She also credited Christianity as the reason why women “were no longer considered like cattle” and “slaves were treated better”
That may be so*. But since then, we’ve gone further, to women being equal to men and slavery being fundamentally inacceptible.
And I will not deny that, in many cases, people arrived at these positions from Christian/Biblical moral principles… taking these further in defiance of mainstream Christianity and indeed other parts of the Bible. The Bible does not actually provide any well-defined non-contradictory moral code, and thuus, anyone who builds one’s morality on the Bible inevitably, if usually not consciously, cherrypicks and interprets things according to one’s own agenda - and historically, those who used Christianity to argue for oppression have been very successful.
Certainly, Christianity included steps in the right direction. But secular moral philosophy does not deny that - instead we disentangle those parts from those aspects that are not oppressive, as well as the religious superstition, and combine and enhance it with both the wise parts of other traditions as well as our own original ethical reasoning, and thus transcend into something even better.
Meanwhile, you represent the worst aspects and interpretations of Christianity, and where wives and slaves were treated better after Christianisation**, it was in spite of your spiritual successors.

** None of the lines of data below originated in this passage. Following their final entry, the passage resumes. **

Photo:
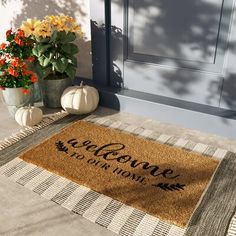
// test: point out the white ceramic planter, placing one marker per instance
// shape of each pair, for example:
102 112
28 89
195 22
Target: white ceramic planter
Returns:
14 99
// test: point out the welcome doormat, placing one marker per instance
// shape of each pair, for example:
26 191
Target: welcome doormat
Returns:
161 180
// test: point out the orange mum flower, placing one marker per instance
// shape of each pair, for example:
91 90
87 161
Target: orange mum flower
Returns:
31 59
20 33
12 72
2 61
34 78
25 91
9 32
3 46
18 41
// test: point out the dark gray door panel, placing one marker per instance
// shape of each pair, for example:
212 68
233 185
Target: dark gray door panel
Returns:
187 85
176 49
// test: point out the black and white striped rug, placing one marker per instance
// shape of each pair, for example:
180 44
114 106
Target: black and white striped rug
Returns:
96 207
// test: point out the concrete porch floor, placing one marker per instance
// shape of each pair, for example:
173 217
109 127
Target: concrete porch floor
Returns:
25 213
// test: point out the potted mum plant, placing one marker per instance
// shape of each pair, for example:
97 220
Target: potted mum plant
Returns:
16 79
55 50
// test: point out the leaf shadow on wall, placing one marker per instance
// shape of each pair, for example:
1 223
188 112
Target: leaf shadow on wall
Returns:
185 37
75 8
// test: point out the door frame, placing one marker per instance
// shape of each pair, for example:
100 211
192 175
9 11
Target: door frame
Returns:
186 114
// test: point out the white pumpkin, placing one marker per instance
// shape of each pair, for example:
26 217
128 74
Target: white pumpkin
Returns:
28 116
80 99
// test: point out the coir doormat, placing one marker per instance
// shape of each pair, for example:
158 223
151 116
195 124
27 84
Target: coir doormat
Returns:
161 180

* But I doubt it, especially with this universality - a lot of pagan cultures, while certainly not up to modern equality standards, gave women more status and rights than contemporary Christiacn cultures or even their own christianised descendans, annd trans-Atlantic slavery was quite possibly the cruelest system of slavery, in particular to ancient Rome or the old Islamic world where at least certain types of slaves could wield considerable power and status and/or had pretty good chances to earn back their freedom with their (liberated or post-liberation, at least) descendants being able to advance with little stigma…
** an elephant in my room reminds me that, even if a social shift does occur with Christianisation (or any other conversion of a poeple), one should be careful to not commit the fallacy of post hoc, ergo propter hoc. There could be any number of reasons not intrinsic to the new religion - influence from aspects of a conqueror’s culture not rooted in the religion, social changes due to new political realities such as internecine tribes being bound into a unified kingdom, life-changing technological advances… and perhaps particular relevant, especially to mesoamerica, a shift may not come from the merits of the new religion, buz rather from the downfall of the old religion itself, as unpopular costums become obsolete with the end of the tradtional institutions that enforced them.
PS:
Pool argued that the man performing the gesture mattered and not the gesture itself. Walsh said that “no one really believes that Elon Musk is a Nazi,”
Yes, how could anyone get the idea that the messianic megalomaniac who grew up in Apartheid South Africa, tolerates racial discrimination by his managers, who spends ever mmore of his time complementing the brainfarts of reactionariy and eugenicist pseudointellectuals of his hate site, closely allies with a German far-right party that resents how Germany is committed to not sweep the atrocities of the Nazi era down the memory hole, and now made a gesture that for the last ninety-two years has been synonymous with the Nazis, could possibly be a Nazi?